Special definitions introduce an additional cognitive load that easily outweighs the benefits of a more sophisticated model.
Ouch indeed – because I’ve put a lot of effort into precision on definitions on terms such as service versus product, or service versus function versus capability, or the distinctions between ‘organisation’ and ‘enterprise’. (Use the search-box on this page – to the right of or below this post – to do a web-search here for those terms: you’ll soon find some of the relevant posts. A fair few slidedecks, too. A heck of a lot, overall. Oh well.)
To be slightly more fair to myself here, most of it has been about precision of terminology for use within EA itself – not necessarily for use outside of our own discipline. Much like building-architects, we need precision of terms in some places, where others might get away with much looser terminology. (Though that loose usage is itself often highly problematic: witness the chaos caused by the near-random meanings assigned to ‘business-process’ versus ‘business-service’ versus ‘business-function’ versus ‘business-capability’ verus ‘business-unit’ and so on and so on. Sigh…)
But if Ric is right, then it’s possible – probable? – that all I’ve done is added to the confusion and ‘noise’. Has it all just been a waste of everyone’s time? Yikes… 🙁
Your opinions and comments, perhaps?
The trouble is with what Ric calls “commonly understood” terms. How do we know we have such a common understanding? Of course, the *usage* of a term is the best indication, but often, different people’s usage of a term is close, but not really the same. How do we detect small but important differences?
An example like “business function” shows that there are a lot of ways to use a term, all slightly different, but with important consequences. Nevertheless, having “special” definitions that deviate too much from some common understanding is indeed an extra cognitive load that we should avoid.

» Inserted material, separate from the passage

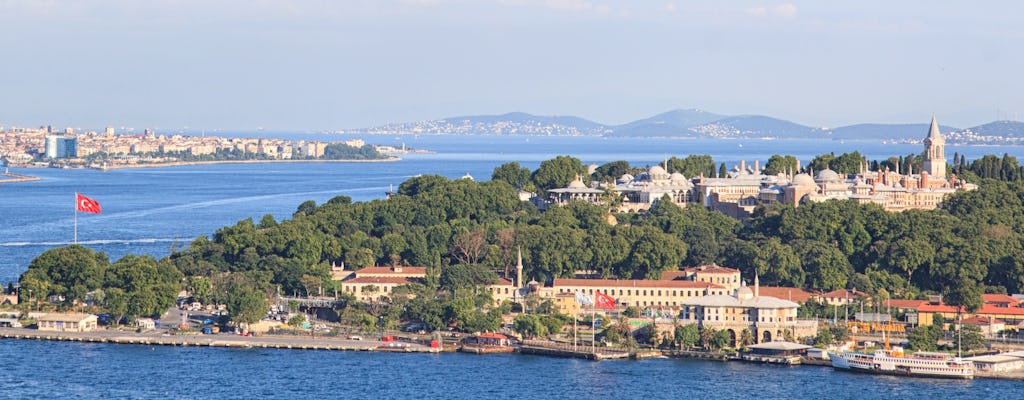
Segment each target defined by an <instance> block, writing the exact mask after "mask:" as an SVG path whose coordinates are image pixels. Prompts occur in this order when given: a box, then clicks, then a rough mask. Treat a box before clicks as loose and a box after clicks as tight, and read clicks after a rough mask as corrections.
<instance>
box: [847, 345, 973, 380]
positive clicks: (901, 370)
mask: <svg viewBox="0 0 1024 400" xmlns="http://www.w3.org/2000/svg"><path fill="white" fill-rule="evenodd" d="M828 357H829V358H830V359H831V361H833V367H834V368H836V369H846V370H851V371H858V372H867V373H879V374H891V375H905V376H922V377H943V379H958V380H971V379H974V363H973V362H971V361H967V360H964V359H962V358H959V357H952V356H950V355H948V354H944V353H925V352H919V353H913V354H904V353H903V349H901V348H899V347H895V348H893V350H876V351H874V353H872V354H864V353H859V352H854V351H845V352H843V353H828Z"/></svg>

Furthermore, the level of precision needed in EA is lower than in e.g. software architecture. The closer to actual construction you are, the less ambiguous your terms must be. Maybe the IT background of many enterprise architects has made them biased towards higher precision than needed at the higher abstraction levels of EA.

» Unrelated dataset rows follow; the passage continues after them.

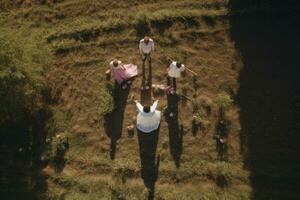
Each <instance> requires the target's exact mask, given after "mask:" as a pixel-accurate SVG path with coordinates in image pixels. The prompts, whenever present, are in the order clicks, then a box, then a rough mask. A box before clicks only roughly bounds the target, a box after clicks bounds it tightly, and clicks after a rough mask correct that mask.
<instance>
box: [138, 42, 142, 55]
mask: <svg viewBox="0 0 300 200" xmlns="http://www.w3.org/2000/svg"><path fill="white" fill-rule="evenodd" d="M139 49H140V54H143V44H142V41H140V44H139Z"/></svg>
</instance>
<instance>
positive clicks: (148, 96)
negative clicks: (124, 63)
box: [141, 58, 152, 105]
mask: <svg viewBox="0 0 300 200" xmlns="http://www.w3.org/2000/svg"><path fill="white" fill-rule="evenodd" d="M146 65H148V66H146ZM146 68H148V73H146ZM141 102H142V104H143V105H151V102H152V61H151V58H150V60H149V59H146V60H145V61H142V83H141Z"/></svg>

I think that the right level of understanding may also be reached (at least partially) through explicit *conversation* about the terms used and the architecture as a whole, not just by having some *define* the terms and expect others to simply use a term in the defined way. But that conversation also requires an extra effort.
Thanks, Marc!
“The trouble is with what Ric calls “commonly understood” terms.”
Yes, exactly: even a small amount of gentle enquiry will usually indicate that the perceived meanings of the terms are neither commonly shared, nor even understood! (A bit like how ‘common sense’ is usually neither… :wry-grin: )
“The closer to actual construction you are, the less ambiguous your terms must be.”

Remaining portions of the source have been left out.